POLICY RESEARCH

Turning thousands of policy documents into structured, searchable intelligence

An AI-powered document processing pipeline that extracts policy statements, entities, and relationships from multilingual policy documents, making years of research instantly searchable and actionable.

APRI 5 November 2025 5 min read
Multilingual
Auto-translate
5-service
Integrated pipeline
80-90%
Infrastructure cost reduction

"We had years of policy research sitting in PDFs across multiple languages. The challenge was not just digitising them, but making the knowledge inside them discoverable and connected."

The Africa Policy Research Institute (APRI) is an independent, nonpartisan think tank with offices in Berlin and Abuja. Over the years, APRI has produced and collected a large body of policy research spanning governance, trade, climate, security, and development across the African continent. Much of this knowledge existed as unstructured text in PDF and Word documents, often in multiple languages, making it difficult to search, cross-reference, or surface connections between related policy positions.

The challenge

APRI’s research library had grown to the point where finding a specific policy statement, or understanding how different documents related to one another, meant manually reading through individual files. There was no way to search across the full collection by topic, entity, or policy position. Documents in French, Portuguese, or other languages added another layer of friction. A researcher working in English would simply never encounter relevant material published in another language.

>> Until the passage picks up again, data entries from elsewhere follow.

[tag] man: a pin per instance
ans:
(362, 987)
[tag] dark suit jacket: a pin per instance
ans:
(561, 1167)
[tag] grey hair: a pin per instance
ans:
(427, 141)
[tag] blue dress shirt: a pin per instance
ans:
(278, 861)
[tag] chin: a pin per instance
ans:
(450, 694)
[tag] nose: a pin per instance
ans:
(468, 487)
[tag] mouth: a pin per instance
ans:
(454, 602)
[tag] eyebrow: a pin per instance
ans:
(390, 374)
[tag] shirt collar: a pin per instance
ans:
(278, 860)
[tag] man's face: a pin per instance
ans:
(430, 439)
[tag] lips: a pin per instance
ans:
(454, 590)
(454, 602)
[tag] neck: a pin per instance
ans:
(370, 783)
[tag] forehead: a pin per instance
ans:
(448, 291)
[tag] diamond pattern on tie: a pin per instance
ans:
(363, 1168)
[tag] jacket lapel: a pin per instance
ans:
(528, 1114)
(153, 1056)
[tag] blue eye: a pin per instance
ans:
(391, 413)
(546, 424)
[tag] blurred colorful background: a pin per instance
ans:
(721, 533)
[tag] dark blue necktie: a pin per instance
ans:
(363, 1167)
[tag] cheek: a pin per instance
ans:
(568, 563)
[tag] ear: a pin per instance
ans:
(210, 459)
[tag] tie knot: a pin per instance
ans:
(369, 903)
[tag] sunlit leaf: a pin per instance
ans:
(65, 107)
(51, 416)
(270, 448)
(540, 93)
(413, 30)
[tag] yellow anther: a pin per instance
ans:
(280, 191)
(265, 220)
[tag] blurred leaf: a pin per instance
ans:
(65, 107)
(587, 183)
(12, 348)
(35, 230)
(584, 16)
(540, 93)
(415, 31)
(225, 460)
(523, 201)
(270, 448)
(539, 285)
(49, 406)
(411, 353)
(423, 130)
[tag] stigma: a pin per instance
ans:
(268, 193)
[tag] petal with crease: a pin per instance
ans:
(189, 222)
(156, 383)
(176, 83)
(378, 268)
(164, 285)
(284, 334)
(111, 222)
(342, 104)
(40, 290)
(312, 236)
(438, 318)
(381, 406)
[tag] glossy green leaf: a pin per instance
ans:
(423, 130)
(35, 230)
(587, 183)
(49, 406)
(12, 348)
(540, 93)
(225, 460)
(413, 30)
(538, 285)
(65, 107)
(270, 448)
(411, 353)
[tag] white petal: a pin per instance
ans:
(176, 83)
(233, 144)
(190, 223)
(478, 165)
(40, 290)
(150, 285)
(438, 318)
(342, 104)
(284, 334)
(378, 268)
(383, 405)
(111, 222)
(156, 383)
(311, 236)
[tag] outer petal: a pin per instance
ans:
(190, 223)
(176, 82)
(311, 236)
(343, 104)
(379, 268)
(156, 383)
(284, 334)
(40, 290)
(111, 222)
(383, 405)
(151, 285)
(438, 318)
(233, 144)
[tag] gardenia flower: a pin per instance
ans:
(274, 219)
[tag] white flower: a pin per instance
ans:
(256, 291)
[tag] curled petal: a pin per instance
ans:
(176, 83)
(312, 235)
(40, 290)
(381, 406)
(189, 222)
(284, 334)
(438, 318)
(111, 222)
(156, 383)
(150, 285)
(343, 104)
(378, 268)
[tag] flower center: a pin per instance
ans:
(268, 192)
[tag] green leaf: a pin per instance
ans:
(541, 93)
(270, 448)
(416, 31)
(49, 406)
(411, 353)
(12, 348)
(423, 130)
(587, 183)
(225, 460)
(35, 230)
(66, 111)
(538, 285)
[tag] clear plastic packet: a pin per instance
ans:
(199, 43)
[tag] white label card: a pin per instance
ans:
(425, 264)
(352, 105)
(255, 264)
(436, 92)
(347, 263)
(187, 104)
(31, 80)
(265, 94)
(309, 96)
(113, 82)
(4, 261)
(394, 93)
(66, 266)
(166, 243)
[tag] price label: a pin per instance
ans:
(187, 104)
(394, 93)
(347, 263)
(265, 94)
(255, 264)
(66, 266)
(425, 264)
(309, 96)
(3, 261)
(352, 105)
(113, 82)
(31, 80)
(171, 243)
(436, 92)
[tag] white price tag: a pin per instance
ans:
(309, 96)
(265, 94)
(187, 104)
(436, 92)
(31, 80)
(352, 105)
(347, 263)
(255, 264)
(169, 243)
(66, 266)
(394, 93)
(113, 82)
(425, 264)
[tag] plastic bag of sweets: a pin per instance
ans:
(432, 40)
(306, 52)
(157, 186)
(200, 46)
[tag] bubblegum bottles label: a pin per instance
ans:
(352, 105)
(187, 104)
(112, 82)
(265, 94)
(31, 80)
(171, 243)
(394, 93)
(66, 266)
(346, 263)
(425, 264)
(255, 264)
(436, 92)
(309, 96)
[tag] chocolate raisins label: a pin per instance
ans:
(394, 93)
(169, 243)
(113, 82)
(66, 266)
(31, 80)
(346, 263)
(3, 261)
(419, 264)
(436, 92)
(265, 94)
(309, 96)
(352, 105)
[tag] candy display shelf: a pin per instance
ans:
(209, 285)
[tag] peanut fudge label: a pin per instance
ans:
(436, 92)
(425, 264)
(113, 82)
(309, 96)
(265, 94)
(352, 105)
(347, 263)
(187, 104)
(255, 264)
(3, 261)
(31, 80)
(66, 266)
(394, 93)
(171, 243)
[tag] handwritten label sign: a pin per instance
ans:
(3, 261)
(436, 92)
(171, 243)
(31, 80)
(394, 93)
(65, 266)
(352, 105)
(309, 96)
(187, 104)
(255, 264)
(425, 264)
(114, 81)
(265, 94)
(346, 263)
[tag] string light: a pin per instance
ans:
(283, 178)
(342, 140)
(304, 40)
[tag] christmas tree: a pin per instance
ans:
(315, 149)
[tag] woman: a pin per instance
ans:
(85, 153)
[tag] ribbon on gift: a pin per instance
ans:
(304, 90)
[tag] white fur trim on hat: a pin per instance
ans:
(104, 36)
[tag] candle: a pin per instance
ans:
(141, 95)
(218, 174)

The organisation needed a system that could process documents at scale: extract the text regardless of format, translate non-English content, identify the entities and policy statements within each document, and make all of it searchable through a single interface. Critically, it also needed to capture how concepts relate to one another, not just keywords, but the underlying structure of who said what about which policy, and how those positions connect across documents.

What we built

We designed and delivered an end-to-end document processing pipeline that takes raw policy documents and transforms them into structured, searchable knowledge. A researcher can now upload a batch of documents in any supported language and receive extracted policy statements, identified entities, and a knowledge graph that maps the relationships between them, all through a single web interface.

Document ingestion and text extraction

The pipeline begins when documents are uploaded through a web portal. Each file is stored securely in the cloud, and its text content is extracted automatically regardless of format. The system handles PDFs, Word documents, and scanned files, producing clean, structured text ready for downstream processing.

Multilingual translation

Policy documents arrive in a wide range of languages. The system automatically detects the source language using a sampling technique that focuses on the body of the document rather than headers or metadata, improving accuracy for documents with mixed-language content. Non-English documents are translated in full, preserving meaning through intelligent chunking that maintains context across section boundaries. English documents pass through without unnecessary processing.

Entity extraction and knowledge graph

Once translated, documents are processed through an AI layer that identifies entities (organisations, people, regions, policy areas) and extracts the relationships between them. The system builds a knowledge graph that connects policy statements to the actors and topics they reference, enabling researchers to trace how a particular issue is discussed across multiple documents and time periods. Vector embeddings make the entire collection searchable by meaning, not just keywords.

Cost-optimised infrastructure

Processing large document collections requires significant compute and database resources, but only during active processing. The system provisions cloud database clusters on demand and tears them down automatically when processing completes, reducing infrastructure costs by 80-90% compared to always-on deployments. Between processing sessions, the cost is effectively zero.

The result

The pipeline turned APRI’s document archive from a static collection of files into an interconnected knowledge base. Researchers can now search across the full body of policy research by topic, entity, or policy position, regardless of what language the original document was written in. Connections between documents that would have taken days of manual reading to uncover are surfaced automatically through the knowledge graph.

The system processes documents in batches of up to eight concurrently, and the on-demand infrastructure model means APRI only pays for compute when actively processing new material. The entire pipeline is orchestrated through a single startup command, with all five services coordinating automatically, with no manual intervention required between upload and results.